Afin de déterminer si la concentration peut engendrer des effets anticoncurrentiels, les agences procèdent par étapes : après avoir défini les marchés des produits et les marchés géographiques affectés par la concentration, elles déterminent les effets anticoncurrentiels probables en fonction du type de concentration (horizontale, verticale ou conglomérale), et les éventuels effets proconcurrentiels qui les compenseraient. Elles envisagent ensuite des engagements que les parties pourraient prendre pour remédier aux effets anticoncurrentiels sans que leur concentration ne doive être interdite.

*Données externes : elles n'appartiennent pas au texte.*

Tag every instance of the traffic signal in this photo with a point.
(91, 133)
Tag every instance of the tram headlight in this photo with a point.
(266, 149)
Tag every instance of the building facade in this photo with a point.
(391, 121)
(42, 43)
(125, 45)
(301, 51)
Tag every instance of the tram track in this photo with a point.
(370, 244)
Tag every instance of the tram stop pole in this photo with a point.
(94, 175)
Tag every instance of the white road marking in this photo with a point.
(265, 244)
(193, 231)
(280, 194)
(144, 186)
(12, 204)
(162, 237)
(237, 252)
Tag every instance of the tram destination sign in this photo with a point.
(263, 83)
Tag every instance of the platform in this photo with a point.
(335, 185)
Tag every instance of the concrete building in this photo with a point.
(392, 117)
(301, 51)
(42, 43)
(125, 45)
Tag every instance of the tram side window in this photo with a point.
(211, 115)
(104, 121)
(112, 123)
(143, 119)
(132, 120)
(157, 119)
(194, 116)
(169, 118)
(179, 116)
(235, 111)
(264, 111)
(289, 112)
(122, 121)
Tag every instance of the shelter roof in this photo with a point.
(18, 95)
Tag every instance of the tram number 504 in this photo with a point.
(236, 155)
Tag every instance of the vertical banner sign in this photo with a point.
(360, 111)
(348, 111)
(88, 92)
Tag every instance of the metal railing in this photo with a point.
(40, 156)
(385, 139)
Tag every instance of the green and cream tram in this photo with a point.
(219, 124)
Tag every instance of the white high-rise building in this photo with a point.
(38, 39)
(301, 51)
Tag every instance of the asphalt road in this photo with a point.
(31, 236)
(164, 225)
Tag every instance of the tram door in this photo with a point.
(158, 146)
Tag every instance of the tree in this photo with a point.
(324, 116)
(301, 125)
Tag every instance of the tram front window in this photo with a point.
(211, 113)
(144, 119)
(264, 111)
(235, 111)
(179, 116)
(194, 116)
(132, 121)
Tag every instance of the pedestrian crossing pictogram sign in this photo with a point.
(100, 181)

La diminution substantielle de la concurrence peut se traduire par la génération d’effets non coordonnés (effets unilatéraux) en cas de dominance individuelle résultant de la concentration, ou coordonnés lorsque la concentration modifie la structure du marché de sorte à ce qu’il soit possible et profitable à toutes les entités qui y sont actives, d’adopter un comportement anticoncurrentiel commun.

A titre de facteurs de contrepoids susceptibles d’empêcher l’adoption d’un comportement anticoncurrentiel de l’entité résultante, les agences examinent la probabilité de l’arrivée d’un nouveau concurrent sur le marché, la puissance d’achat compensatrice de cocontractants de l’entité résultante ou les gains d’efficacité propres à la concentration que les parties prévoient de réaliser.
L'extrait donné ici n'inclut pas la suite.